Nothing much to do... Shrouding myself with (what I found quite surprisingly) comforting music from The Cranberries (Bury the Hatchet). I could almost feel each word coursing through every vein in my body. Hmmm...
Funny how music altered my current condition. Methinks there must be something to this "music-soothes-the-savage-beast" thing. Just a few hours back, I was a nervous wreck: I couldn't darn sleep, I had this god-awful taste in my mouth and I felt like my prefrontal cortex was throbbing. I got numbed feet and this creepy-crawly sensation pervaded my limbs. I didn't know what came over me.
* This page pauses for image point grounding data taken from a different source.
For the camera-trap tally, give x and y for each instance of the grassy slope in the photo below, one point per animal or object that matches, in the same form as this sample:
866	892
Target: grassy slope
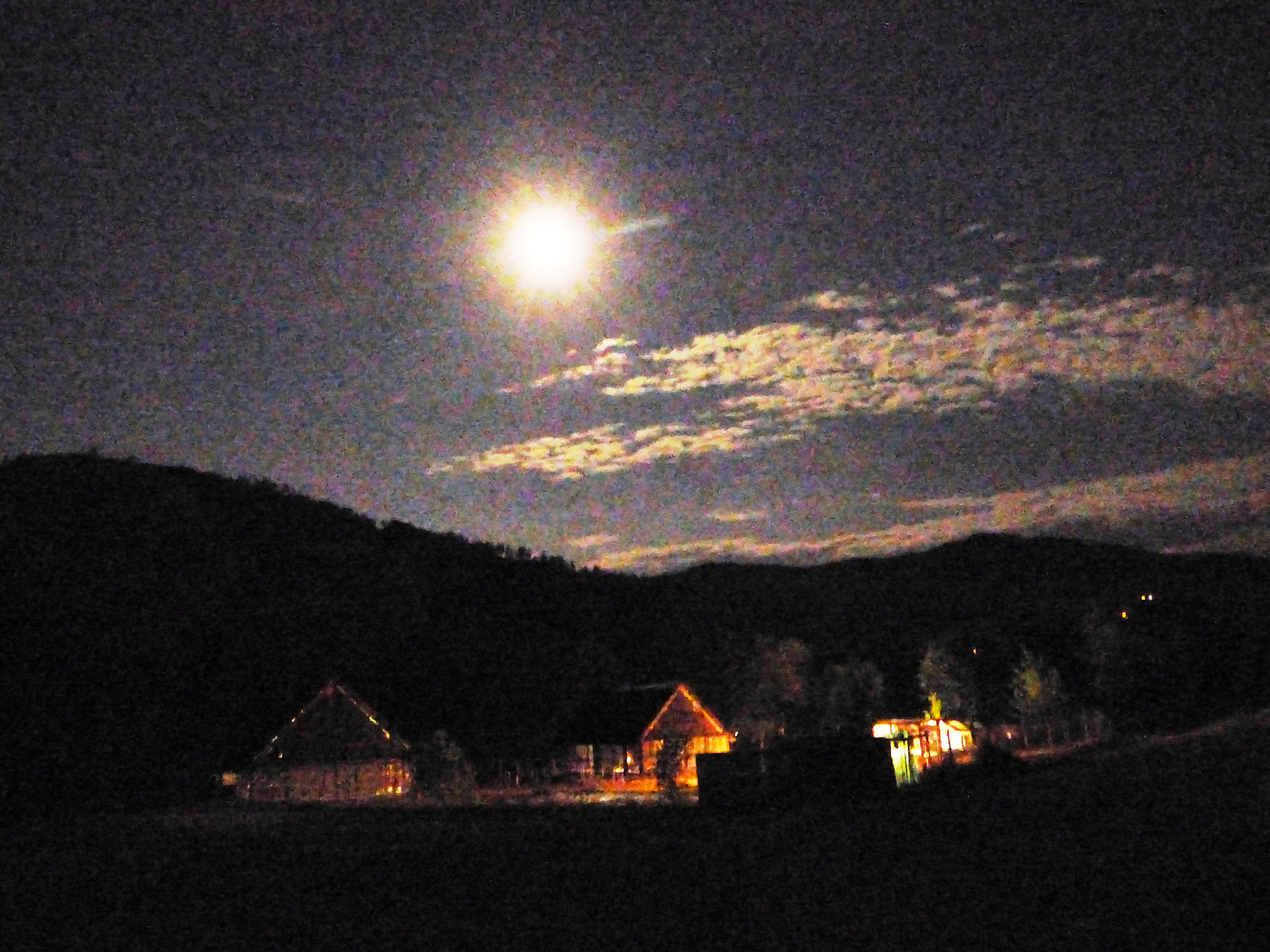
1155	847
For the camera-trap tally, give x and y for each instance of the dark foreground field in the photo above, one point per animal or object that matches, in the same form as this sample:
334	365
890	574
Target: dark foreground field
1151	848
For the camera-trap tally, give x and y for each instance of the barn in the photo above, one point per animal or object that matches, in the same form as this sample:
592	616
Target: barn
334	751
620	735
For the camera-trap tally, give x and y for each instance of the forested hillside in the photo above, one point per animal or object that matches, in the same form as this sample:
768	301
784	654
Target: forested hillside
158	624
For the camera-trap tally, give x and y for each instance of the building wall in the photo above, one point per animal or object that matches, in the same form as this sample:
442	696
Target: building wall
700	744
331	783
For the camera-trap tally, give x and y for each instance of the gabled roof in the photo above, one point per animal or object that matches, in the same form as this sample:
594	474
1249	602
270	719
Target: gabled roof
333	728
631	715
683	716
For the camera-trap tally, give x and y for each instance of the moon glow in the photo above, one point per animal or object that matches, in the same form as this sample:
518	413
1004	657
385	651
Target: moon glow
549	248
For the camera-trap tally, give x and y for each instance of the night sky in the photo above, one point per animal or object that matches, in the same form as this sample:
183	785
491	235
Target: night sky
889	273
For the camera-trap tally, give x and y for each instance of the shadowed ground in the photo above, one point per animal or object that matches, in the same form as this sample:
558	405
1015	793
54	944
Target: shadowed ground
1152	847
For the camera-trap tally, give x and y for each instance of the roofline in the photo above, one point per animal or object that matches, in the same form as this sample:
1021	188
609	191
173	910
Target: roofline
693	700
331	689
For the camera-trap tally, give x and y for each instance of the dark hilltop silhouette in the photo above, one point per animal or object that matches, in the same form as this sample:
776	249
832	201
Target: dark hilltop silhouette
158	622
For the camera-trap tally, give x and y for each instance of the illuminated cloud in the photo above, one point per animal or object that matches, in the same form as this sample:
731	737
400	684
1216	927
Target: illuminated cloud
742	516
803	372
610	448
1198	490
959	347
595	541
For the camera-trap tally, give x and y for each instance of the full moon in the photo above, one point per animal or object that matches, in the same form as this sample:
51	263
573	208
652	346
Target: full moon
548	248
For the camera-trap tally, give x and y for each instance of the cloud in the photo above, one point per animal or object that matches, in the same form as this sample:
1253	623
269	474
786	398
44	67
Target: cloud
595	541
969	352
609	343
1197	490
610	448
742	516
803	371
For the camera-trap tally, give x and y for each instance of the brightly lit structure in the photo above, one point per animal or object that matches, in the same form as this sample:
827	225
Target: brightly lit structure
334	751
626	730
918	744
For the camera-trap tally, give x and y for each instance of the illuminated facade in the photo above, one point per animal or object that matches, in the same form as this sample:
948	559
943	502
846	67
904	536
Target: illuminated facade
917	744
334	751
628	729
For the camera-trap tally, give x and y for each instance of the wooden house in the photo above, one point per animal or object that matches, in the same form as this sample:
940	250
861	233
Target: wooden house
619	735
334	751
920	744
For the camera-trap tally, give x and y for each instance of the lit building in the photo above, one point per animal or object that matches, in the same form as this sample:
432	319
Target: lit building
334	751
918	744
620	734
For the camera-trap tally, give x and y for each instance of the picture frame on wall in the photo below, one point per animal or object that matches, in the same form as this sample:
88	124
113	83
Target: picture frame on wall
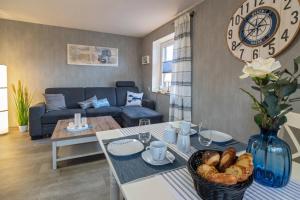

I got out of bed and went to the lavatory. I brushed my teeth for a third time and drank a tall glass of ice-cold water. I was quite refreshed when I got back to my room. I managed to wrestle my pillows to a good position in bed and got some shut-eye probably around 3am.
This morning I felt a lot better (after belting out a few chords). Well, better than before I got to sleep, that is. I think listening to music solaced my anguish and momentarily appeased the raging fervor I have somehow (unconsciously) nurtured.
It's a Friday. And, for crying out loud, I should be relieved that the weekend is just peeking around the corner... But I sense that this eoan episode of oddities is just a taste of other psychosomatic occurrences coming my way. And oh, what a looong weekend this will be... A looong, long weekend. Sigh.